Early evidence suggests students admitted using short film perform better academically

Early evidence from Goucher College, which in 2014 started allowing students to be admitted on the basis of a two-minute video rather than test scores of transcripts, has found that such students performed better academically. According to the college, which is located in Baltimore, the first-semester GPA for video-admitted students was 3.15, compared to 3.11 for all others. However, Inside Higher Ed emphasizes that this evidence comes only from 15 students admitted using this method. Despite this, Goucher President José Antonio Bowen said that he was “very excited,” adding “I do think we’ve discovered a new way to identify talent, and it works.”

Inside Higher Ed | Chronicle of Higher Education (subscription required) | Goucher

Creating expectations in the classroom can solve hiring problems

The issue with hiring gaps between students and the workplace is not in a lack of hard skills, writes Charlotte Kent for The Chronicle of Higher Education, but rather with “'soft skills,’ such as work ethic, accountability and self-motivation.” She argues that most new-hires have the capacity to learn new techniques through work-related training, but that businesses cannot expect to train and instill qualities such as time-management and work-ethic. She explains that postsecondary institutions are the most workplace-like of institutions that students are likely to be involved in, and so she encourages professors to encourage these soft skills through classroom expectations. “Work ethic, punctuality, and time management should hardly be shocking expectations of a college student. Isn’t it a problem that too often we don’t demand those skills of them?”

Chronicle of Higher Education (subscription required)

Improving rates of success in STEM requires a reimagining of the learning experience.

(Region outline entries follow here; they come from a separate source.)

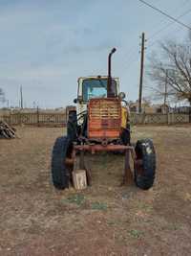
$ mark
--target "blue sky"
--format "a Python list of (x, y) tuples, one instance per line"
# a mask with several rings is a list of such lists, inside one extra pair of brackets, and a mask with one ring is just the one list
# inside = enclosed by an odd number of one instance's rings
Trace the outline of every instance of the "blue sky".
[[(148, 2), (175, 17), (191, 10), (190, 0)], [(180, 20), (191, 24), (191, 12)], [(0, 0), (0, 87), (11, 105), (18, 105), (22, 84), (27, 106), (64, 106), (75, 98), (78, 77), (107, 74), (107, 55), (116, 47), (113, 75), (136, 100), (142, 32), (146, 67), (159, 40), (188, 33), (138, 0)]]

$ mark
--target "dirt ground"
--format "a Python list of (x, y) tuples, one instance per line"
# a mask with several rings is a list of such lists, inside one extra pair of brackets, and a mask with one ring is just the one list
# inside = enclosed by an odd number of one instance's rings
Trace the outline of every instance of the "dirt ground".
[(154, 140), (154, 187), (121, 187), (122, 155), (88, 157), (93, 186), (56, 191), (53, 144), (63, 128), (18, 128), (0, 140), (0, 255), (191, 255), (191, 127), (139, 127)]

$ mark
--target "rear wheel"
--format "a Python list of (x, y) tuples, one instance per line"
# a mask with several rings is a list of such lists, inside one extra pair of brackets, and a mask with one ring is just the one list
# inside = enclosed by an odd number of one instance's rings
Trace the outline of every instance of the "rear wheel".
[(138, 140), (136, 145), (135, 182), (143, 190), (150, 189), (155, 180), (156, 152), (150, 139)]
[(69, 187), (71, 172), (66, 165), (66, 158), (71, 154), (70, 139), (59, 137), (56, 139), (52, 154), (52, 178), (56, 189)]

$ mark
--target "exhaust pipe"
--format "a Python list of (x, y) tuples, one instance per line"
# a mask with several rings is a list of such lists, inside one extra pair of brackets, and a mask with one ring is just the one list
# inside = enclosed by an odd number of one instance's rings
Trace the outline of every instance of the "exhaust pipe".
[(117, 51), (116, 48), (113, 48), (108, 57), (108, 81), (107, 81), (107, 98), (114, 98), (115, 91), (112, 86), (112, 75), (111, 75), (111, 59), (112, 55)]

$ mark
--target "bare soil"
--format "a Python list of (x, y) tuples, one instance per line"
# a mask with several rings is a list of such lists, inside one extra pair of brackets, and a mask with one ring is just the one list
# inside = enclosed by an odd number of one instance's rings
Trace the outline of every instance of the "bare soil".
[(0, 255), (191, 255), (191, 127), (133, 128), (154, 140), (154, 187), (120, 186), (124, 156), (89, 156), (93, 185), (57, 191), (53, 142), (63, 128), (19, 128), (0, 140)]

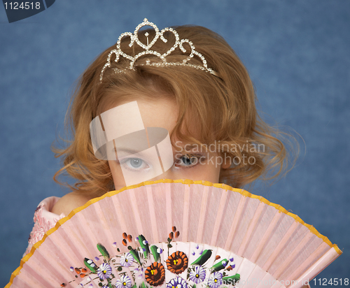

To improve the success rates of non-traditional students in STEM fields, Steven Mintz in Inside Higher Ed recommends a holistic, multifaceted approach that “reimagines every facet of the learning experience, from curriculum designs to pedagogy.” Mintz outlines the elements that this program would require, including putting faculty in a central role in the program, teaching synergistic courses that produce well-rounded professionals, and using multi-level assessment systems to best capture student success. Mintz then examines how this approach has successfully worked at the University of Texas Rio Grande Valley, an institution that reportedly “serves the poorest and third poorest counties in the United States.”